But if snark comes naturally, he nonetheless dishes it from a place of love. He had friends who lived in Indian Hills, and he’s fraternized with residents of West Bloomington. Basketball games at St. Louis Park High School taught him a play-hatred of Edina.
Starting his stand up career while attending the U of M, Goldman distinguished himself with cuss-free routines plying the same wry, oblique perspective as his book. He bypassed “What’s the deal with airplane food?” and gunned instead for how he had to wear Toughskins jeans from Sears as a kid—self-eviscerating bits that landed him a writer’s spot on Seinfeld.
LA, though, never felt like home. “There’s a sense of community in Minnesota that’s brought on by the weather, and the fishing opener, and the sports teams, and the arts,” Goldman says. In 2000, he moved back, settling in the east Edina neighborhood where the dust-covered murder takes place.
He got to know Edina, really, for the first time.
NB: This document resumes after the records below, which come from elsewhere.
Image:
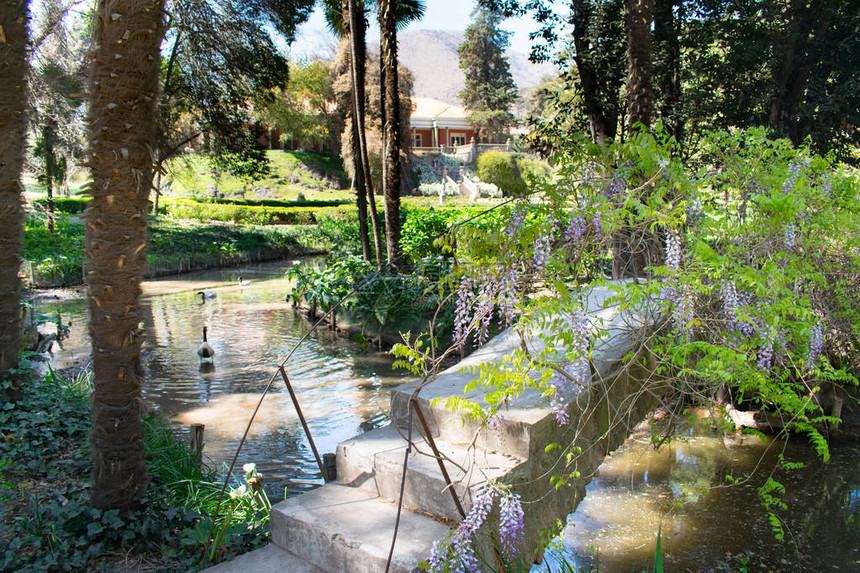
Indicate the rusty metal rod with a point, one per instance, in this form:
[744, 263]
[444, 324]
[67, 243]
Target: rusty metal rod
[438, 456]
[304, 423]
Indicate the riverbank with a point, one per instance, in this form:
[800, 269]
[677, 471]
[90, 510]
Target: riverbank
[47, 523]
[57, 259]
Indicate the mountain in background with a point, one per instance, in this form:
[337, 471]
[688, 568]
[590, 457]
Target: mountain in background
[431, 56]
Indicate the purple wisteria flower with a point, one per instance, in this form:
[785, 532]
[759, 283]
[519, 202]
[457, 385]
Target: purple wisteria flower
[580, 325]
[463, 310]
[484, 310]
[816, 344]
[516, 221]
[695, 214]
[543, 250]
[508, 296]
[765, 354]
[673, 250]
[511, 526]
[790, 238]
[575, 231]
[479, 512]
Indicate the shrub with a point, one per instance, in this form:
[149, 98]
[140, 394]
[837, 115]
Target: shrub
[500, 169]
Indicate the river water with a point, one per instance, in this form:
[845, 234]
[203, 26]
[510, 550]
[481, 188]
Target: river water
[343, 389]
[707, 524]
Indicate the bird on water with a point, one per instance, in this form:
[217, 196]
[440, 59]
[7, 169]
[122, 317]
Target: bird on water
[207, 294]
[205, 351]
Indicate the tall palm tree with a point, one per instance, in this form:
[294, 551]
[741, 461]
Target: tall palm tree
[390, 127]
[342, 21]
[123, 92]
[13, 121]
[640, 95]
[356, 28]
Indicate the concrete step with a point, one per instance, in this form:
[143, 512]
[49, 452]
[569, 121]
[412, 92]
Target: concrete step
[268, 559]
[374, 462]
[522, 431]
[348, 530]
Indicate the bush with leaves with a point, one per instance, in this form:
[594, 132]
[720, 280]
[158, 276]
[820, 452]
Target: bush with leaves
[750, 255]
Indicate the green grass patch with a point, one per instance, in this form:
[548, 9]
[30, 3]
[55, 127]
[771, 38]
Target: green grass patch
[47, 522]
[316, 176]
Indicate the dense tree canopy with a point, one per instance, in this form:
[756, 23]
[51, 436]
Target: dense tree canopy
[790, 66]
[490, 90]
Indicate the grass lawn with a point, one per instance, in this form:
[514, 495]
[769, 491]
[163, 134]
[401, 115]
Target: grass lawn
[316, 176]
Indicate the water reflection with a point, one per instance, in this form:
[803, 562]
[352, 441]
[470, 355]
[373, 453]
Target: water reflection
[708, 526]
[342, 388]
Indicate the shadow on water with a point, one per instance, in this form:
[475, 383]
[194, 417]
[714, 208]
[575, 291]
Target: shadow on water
[342, 388]
[708, 525]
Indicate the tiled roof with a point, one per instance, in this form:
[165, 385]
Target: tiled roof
[424, 108]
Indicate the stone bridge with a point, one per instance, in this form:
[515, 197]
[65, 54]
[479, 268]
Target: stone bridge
[347, 526]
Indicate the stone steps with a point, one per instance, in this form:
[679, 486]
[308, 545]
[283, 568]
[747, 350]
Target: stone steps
[343, 529]
[348, 526]
[384, 451]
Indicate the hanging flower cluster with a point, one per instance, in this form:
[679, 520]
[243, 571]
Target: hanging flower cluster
[458, 554]
[476, 301]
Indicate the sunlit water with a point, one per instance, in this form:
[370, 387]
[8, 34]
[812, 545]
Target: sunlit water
[682, 491]
[343, 389]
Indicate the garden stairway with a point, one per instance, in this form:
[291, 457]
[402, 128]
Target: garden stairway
[347, 526]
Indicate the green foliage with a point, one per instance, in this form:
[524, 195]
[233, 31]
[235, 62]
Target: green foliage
[291, 173]
[490, 89]
[371, 299]
[48, 522]
[55, 258]
[71, 205]
[301, 109]
[515, 174]
[749, 279]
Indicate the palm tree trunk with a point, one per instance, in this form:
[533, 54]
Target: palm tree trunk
[390, 128]
[358, 60]
[122, 94]
[13, 121]
[640, 96]
[49, 135]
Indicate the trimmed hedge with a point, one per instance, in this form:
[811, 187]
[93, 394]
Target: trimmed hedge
[73, 205]
[251, 215]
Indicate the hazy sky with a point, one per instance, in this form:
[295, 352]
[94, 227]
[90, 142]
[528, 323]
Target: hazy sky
[440, 15]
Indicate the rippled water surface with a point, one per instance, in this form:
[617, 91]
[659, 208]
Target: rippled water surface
[342, 388]
[682, 491]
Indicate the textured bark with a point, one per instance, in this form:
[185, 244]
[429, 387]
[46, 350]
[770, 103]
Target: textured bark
[390, 128]
[668, 78]
[360, 183]
[358, 61]
[49, 136]
[123, 92]
[640, 96]
[602, 120]
[13, 122]
[807, 21]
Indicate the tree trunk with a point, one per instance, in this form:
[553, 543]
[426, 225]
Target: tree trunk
[640, 96]
[669, 72]
[390, 129]
[122, 94]
[13, 122]
[602, 120]
[358, 179]
[49, 136]
[807, 21]
[358, 60]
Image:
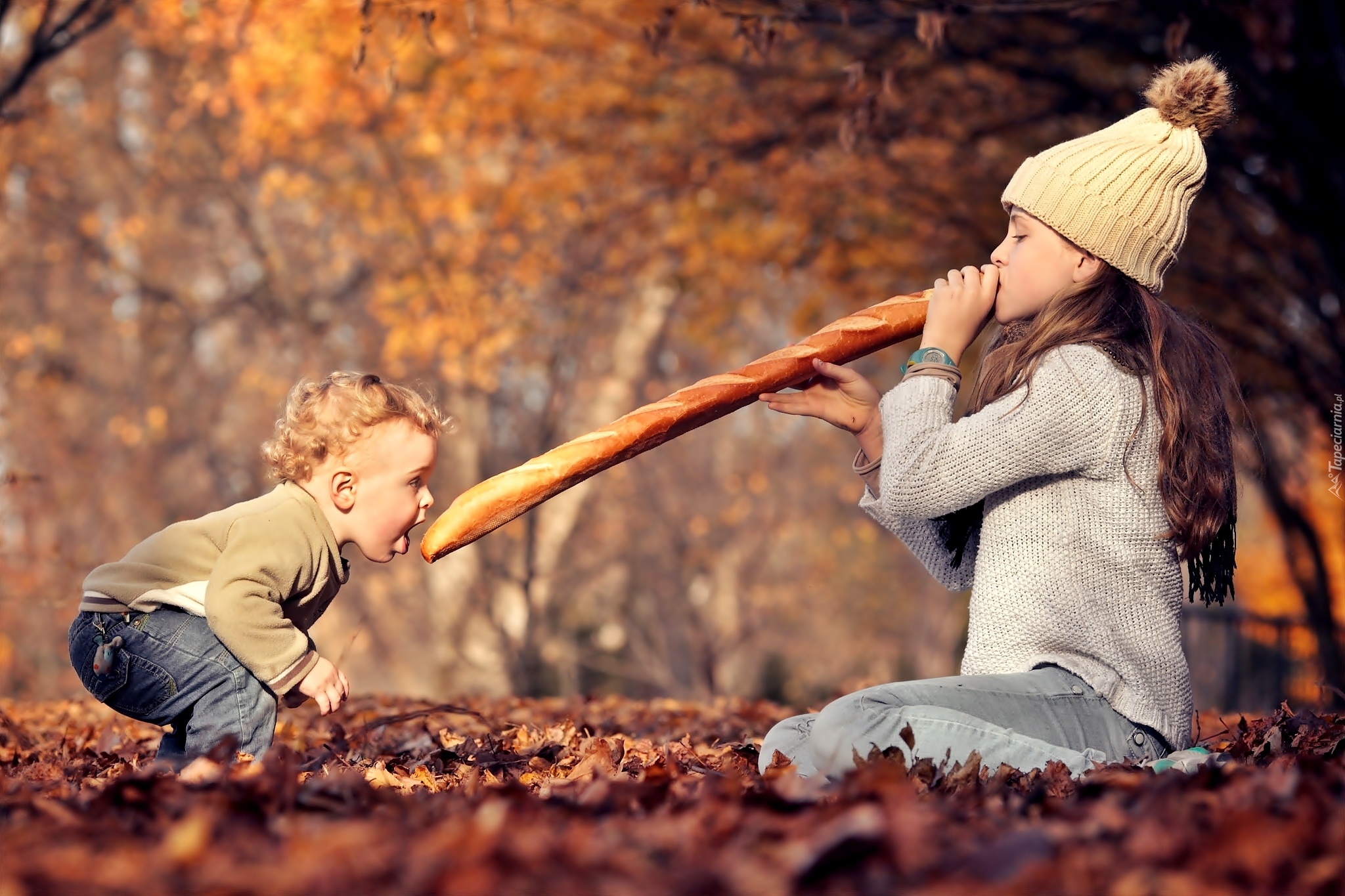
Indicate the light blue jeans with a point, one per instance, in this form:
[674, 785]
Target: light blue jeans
[173, 670]
[1021, 720]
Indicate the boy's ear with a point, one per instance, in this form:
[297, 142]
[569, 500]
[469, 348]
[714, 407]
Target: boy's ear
[343, 489]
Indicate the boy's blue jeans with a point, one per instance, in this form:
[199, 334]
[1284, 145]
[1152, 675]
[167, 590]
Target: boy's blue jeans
[1023, 720]
[173, 670]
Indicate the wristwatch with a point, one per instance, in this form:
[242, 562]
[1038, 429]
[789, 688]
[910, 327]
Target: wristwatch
[929, 356]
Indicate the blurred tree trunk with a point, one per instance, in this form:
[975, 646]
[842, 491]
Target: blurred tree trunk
[58, 28]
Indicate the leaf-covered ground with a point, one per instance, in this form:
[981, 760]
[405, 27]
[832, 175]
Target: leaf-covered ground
[630, 797]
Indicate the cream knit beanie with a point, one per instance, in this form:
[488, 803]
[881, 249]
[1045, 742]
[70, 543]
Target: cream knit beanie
[1124, 192]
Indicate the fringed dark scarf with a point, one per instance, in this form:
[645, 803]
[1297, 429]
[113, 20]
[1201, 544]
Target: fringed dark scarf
[1210, 572]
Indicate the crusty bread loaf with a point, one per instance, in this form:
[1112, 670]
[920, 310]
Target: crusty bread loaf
[491, 504]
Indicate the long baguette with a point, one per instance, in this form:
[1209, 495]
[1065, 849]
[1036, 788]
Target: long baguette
[489, 505]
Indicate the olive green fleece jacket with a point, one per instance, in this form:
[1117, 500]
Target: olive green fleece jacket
[261, 572]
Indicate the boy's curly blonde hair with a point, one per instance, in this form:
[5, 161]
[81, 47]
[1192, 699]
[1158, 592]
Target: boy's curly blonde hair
[326, 418]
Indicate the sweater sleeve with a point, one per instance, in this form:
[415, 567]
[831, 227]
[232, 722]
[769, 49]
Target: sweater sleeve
[263, 565]
[921, 536]
[1064, 423]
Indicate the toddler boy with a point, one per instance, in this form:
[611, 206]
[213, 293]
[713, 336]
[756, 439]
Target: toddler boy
[205, 624]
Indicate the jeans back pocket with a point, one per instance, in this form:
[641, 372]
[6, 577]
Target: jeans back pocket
[135, 685]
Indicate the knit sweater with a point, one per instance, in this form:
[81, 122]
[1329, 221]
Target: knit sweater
[1070, 566]
[261, 572]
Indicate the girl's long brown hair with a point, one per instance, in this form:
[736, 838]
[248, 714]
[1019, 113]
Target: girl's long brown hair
[1191, 378]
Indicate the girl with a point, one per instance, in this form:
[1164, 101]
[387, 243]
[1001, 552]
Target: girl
[1095, 457]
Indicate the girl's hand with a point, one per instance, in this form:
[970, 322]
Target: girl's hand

When he started reading up on crime fiction—initially to move from half-hour sitcoms into hour-long crime dramas—he began flagging irony once again: something about the Twilight Zone juxtaposition of polite, well-to-do Edina and lurid, convoluted murder.
Then, one 11-below winter’s day, knowing he wouldn’t get TV work until spring, he started putting it to paper.
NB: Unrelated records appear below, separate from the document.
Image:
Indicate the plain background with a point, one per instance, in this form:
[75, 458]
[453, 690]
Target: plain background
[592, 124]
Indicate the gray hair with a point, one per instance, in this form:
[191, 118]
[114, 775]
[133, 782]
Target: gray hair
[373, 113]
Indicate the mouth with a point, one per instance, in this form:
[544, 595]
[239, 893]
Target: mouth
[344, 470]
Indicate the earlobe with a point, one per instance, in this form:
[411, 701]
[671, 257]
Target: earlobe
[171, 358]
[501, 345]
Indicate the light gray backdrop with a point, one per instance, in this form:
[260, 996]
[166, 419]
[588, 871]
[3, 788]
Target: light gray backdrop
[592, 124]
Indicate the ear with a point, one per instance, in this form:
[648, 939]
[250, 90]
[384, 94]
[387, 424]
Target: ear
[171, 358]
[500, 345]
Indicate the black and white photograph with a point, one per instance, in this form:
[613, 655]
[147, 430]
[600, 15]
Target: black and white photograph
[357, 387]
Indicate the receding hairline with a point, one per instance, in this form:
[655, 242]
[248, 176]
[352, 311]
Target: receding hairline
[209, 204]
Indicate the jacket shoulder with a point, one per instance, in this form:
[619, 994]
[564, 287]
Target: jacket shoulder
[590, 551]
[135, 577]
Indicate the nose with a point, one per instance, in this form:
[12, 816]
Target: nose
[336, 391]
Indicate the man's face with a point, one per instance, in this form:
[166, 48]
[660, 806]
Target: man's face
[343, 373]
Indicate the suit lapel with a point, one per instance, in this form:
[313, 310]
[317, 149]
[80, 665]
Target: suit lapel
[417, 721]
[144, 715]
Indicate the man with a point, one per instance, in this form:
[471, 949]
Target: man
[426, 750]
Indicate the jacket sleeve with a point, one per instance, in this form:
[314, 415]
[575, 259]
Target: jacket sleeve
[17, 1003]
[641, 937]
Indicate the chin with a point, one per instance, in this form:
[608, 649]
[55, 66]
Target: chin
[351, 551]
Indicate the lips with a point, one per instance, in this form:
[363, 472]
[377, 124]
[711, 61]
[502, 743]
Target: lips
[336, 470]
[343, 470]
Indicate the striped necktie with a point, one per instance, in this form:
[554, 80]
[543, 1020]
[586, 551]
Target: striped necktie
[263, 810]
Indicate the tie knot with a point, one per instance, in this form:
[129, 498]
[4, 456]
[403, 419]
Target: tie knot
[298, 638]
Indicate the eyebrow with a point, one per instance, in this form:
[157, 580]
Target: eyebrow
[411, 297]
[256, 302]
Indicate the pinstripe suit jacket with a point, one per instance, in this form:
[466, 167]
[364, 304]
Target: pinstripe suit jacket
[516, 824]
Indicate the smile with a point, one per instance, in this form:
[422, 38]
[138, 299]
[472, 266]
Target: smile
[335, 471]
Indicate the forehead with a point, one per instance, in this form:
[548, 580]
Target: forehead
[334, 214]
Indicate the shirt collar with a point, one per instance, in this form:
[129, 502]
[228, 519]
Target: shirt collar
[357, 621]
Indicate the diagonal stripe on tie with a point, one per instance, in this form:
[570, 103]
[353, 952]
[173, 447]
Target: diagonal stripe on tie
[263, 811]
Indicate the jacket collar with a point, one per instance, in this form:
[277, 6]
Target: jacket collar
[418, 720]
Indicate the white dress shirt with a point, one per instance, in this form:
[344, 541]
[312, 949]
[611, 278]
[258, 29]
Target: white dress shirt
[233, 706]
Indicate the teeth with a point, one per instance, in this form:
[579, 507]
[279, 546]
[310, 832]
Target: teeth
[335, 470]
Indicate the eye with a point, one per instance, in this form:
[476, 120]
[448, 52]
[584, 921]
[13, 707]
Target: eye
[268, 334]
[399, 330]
“I didn’t want to write what’s called a ‘cozy mystery’ that takes place in a small town with the same few characters,” he says. Unlike Angela Lansbury’s Cabot Cove—the murder-prone town that sets the provincial backdrop for Murder, She Wrote—the Twin Cities host enough cultural richness to flesh out a believable multi-book Shapiro series. “Minneapolis is like a small town,” Goldman says, “but it’s a major international city at the same time.”
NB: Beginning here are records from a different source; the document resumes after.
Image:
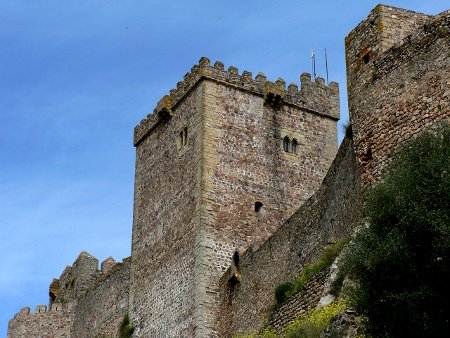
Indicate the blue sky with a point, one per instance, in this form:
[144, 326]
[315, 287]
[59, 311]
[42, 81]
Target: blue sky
[76, 76]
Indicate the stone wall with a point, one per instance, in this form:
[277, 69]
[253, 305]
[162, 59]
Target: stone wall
[247, 289]
[208, 155]
[166, 212]
[301, 302]
[84, 302]
[401, 87]
[41, 324]
[100, 311]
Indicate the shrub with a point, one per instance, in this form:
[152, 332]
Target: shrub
[329, 254]
[314, 323]
[400, 263]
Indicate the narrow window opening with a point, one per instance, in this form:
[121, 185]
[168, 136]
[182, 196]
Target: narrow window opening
[185, 136]
[286, 144]
[294, 146]
[258, 206]
[366, 58]
[236, 259]
[52, 297]
[233, 281]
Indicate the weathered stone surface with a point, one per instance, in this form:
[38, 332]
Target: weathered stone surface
[401, 87]
[195, 199]
[330, 213]
[215, 225]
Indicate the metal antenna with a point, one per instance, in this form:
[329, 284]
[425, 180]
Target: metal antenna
[313, 64]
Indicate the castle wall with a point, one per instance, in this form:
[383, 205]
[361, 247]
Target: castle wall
[400, 91]
[246, 164]
[41, 324]
[331, 213]
[101, 310]
[76, 279]
[165, 209]
[205, 193]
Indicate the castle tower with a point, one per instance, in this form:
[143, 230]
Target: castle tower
[397, 79]
[220, 164]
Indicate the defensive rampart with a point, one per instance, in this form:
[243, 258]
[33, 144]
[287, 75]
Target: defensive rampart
[247, 288]
[398, 81]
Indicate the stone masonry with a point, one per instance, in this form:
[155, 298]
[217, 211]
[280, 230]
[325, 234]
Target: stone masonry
[212, 177]
[398, 68]
[238, 185]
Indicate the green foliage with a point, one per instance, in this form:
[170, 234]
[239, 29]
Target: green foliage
[306, 326]
[314, 323]
[265, 333]
[282, 292]
[401, 262]
[126, 329]
[327, 258]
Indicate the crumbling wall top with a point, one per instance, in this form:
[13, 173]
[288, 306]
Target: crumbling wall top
[316, 97]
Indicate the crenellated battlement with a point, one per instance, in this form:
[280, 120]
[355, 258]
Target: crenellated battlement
[315, 97]
[44, 309]
[394, 53]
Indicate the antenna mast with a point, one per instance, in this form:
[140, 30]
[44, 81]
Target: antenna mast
[313, 65]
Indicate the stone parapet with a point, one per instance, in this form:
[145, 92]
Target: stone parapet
[316, 97]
He points to the state’s immigrant populations. In Gone to Dust, intrigue surrounds a call center staffed by Somali immigrants and owned by a white suspect who claims he’s integrating the next Somali generation into the workforce. Goldman drew the idea from that Minnesotan sense of community combined with the state’s reputation for business innovation—an example of our well-intentioned yet sometimes-tone-deaf Minnesota Nice. (Another plot point touches on Catholics and Lutherans competing over who can most warmly host a wave of Somali arrivals.)
Such layered conflict shows the state has more to it than people only familiar with Fargo might realize. For outsiders, Goldman’s book opens a lace-curtained window into those contradictions. And in spite of—or thanks to—Shapiro’s jabs, it’s a source of fond recognition for those who know it.
“I hope, to Minnesota, it reads like a love letter,” Goldman says.
Tough love, to be sure—but we can’t all be nice.